GeoSpatial Analysis using GeoPandas in python

GeoSpatial Analysis using GeoPandas in python

In this tuorial, we will do geospatial analysis using python on UK Accidents and UK Administrative datasets.

Geopandas is a library for working with geospatial data in Python. It builds on the popular Pandas library and extends its functionality to handle geospatial data. Some of the key features of Geopandas include:

Handling of shapefiles, geojson, and other geospatial data formats
Integration with other popular Python libraries such as Matplotlib and Scikit-learn
Easy handling and manipulation of geospatial data, including operations like merging, grouping, and transforming data
Support for spatial join operations, spatial indexing, and other geospatial analysis tasks

Here are some examples of tasks you can perform using Geopandas:

Visualizing and plotting geospatial data on maps
Performing spatial join operations to combine data from different sources
Calculating summary statistics for spatial data, such as mean, median, or standard deviation
Performing spatial analysis tasks, such as proximity analysis or spatial clustering

First, we will set up conda environment and install required python GIS packages for this task. Make sure conda is installed on your system. Use following commands to create a conda environment and to install python libraries.

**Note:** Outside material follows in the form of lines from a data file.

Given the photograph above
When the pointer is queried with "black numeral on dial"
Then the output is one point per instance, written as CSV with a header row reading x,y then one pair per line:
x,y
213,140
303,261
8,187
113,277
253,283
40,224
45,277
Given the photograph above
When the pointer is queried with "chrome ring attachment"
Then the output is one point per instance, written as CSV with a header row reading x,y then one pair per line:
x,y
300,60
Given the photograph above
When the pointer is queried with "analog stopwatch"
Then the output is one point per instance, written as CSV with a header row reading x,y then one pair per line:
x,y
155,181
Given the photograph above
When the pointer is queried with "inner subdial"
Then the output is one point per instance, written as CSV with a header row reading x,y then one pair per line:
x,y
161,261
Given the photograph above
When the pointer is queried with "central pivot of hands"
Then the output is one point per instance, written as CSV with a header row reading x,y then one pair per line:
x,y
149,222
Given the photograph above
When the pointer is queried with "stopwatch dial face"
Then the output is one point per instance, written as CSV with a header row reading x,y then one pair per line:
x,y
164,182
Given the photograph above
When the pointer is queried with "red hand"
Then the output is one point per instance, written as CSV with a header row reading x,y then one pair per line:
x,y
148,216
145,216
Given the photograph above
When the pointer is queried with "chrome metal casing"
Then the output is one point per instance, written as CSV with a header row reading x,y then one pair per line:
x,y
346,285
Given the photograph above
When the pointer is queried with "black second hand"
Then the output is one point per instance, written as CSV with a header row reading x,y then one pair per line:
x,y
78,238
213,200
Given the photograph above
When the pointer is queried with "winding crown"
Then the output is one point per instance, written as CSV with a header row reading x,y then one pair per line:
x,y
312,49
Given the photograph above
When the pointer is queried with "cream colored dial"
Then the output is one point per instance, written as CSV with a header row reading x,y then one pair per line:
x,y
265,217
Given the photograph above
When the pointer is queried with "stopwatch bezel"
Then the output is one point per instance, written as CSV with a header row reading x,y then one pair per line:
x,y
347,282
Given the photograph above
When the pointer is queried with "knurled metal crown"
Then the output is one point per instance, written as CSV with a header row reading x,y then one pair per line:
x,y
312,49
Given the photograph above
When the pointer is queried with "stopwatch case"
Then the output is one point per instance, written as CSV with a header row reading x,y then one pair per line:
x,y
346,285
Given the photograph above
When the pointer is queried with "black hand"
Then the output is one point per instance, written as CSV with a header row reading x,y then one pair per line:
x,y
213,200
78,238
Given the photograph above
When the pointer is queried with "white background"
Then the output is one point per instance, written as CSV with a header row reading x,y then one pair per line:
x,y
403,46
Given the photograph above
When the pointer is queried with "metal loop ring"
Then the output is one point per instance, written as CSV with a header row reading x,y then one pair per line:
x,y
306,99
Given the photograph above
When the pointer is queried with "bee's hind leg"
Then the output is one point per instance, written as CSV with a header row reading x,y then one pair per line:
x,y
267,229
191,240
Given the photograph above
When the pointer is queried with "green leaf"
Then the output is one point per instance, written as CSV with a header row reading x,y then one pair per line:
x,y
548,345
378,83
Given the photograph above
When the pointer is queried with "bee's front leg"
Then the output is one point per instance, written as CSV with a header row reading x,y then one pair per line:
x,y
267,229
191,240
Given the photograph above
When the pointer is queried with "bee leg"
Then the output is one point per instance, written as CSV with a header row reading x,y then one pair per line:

(base) geoknight@pop-os:~$conda create -n spatial-dev.guru python=3.10
(base) geoknight@pop-os:~$conda activate spatial-dev.guru
(spatial-dev.guru) geoknight@pop-os:~$conda install -c conda-forge geopandas
(spatial-dev.guru) geoknight@pop-os:~$conda install -c conda-forge pygeos

(base) geoknight@pop-os:~$conda create -n spatial-dev.guru python=3.10

(base) geoknight@pop-os:~$conda activate spatial-dev.guru

(spatial-dev.guru) geoknight@pop-os:~$conda install -c conda-forge geopandas

(spatial-dev.guru) geoknight@pop-os:~$conda install -c conda-forge pygeos

Geospatial analysis using GeoPandas on UK Accidents and UK Administrative datasets

Click here to get source code and datasets used in this tutorial.

The below code reads in two datasets: a dataset of UK accidents, and a shapefile of administrative regions in the UK. The following steps are performed on the accidents dataset:

Convert the longitude and latitude columns to numeric data types.
Convert the longitude and latitude columns into Point geometries.
Set the coordinate reference system (CRS) to EPSG:4326 (WGS 84) for the accidents dataset.
Filter out any invalid geometries or empty geometries.
Convert the CRS to EPSG:3857 (Web Mercator) for the accidents dataset.

1. A sample point is then created and a buffer of 1000 meters is created around it. The code then filters the accidents dataset to find all accidents within this buffer.

2. Next, the shapefile of UK administrative regions is read in and its CRS is also converted to EPSG:3857. A spatial join is then performed between the accidents dataset and the administrative regions shapefile, resulting in a merged GeoDataFrame. This GeoDataFrame contains all the accidents point with region based value from UK administrative regions. Using spatial join, ADMIN_REGI column is added to uk_accidents data set.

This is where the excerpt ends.